To put it simply, kitting is a method of bringing individual, but related products, parts to items and packaging them together to make them into one ‘kit’.
It is a process of simplifying the complex process and components of part management which eliminates time searching for items to bundle up to be sent off from OEMs. Kitting is usually performed by warehouses who manage and distribute parts as well as prepare them.
Kitting is a process of grouping inventory, packaging it up and selling it as a whole rather than individually. It is a method which offers a higher rate of saving and allows all OEMs to clear stock and for customers to get a kit of products as a whole rather than individually.
When it comes to kitting it could range from anything including products to spare parts. Products are sold as more of a whole e.g. a computer kit supplying the monitor, hard-drive, keyboard and mouse together as a bundle to spare parts for items that may need to be used together to maintain a functioning product.
The products are then ready to be shipped to get the customer in need as soon as the order comes in.
Without kitting it is very hard to be efficient within the OEM space, so we have a few benefits to show you why kitting will help organize and customize inventory.

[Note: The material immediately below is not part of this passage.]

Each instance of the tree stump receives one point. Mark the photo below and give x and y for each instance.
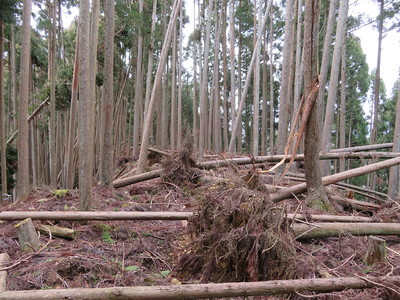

The benefits from kitting early outweigh not using the process and these include:
- Improves the turnover of inventory by making it easily accessible
- Assists in the organization and assembly of parts, it is smart and produces an effective workflow
- Helps with time management, kitting reduces time handling and the workload it takes to organize and send parts from a case by case process
- Makes more space within the warehouse, bundling inventory to send off straight away makes room for more stock
- Improve the supply chain from an OEM to the customer so the process to smooth and timely, having kits made up allows for a fast turn around
- Helps with stock management, when the inventory is kitted it allows the OEM to know what of kind parts they have and what needs to be made or ordered
It makes complete sense to use kitting as part of any OEM to provide kits to create the ultimate chain supply, to have storage space and reduce costs as well as create flexibility. However, not as many OEMs are using kitting as part of their operations as there should be, it is a very important merchandising tool that is heavily overlooked.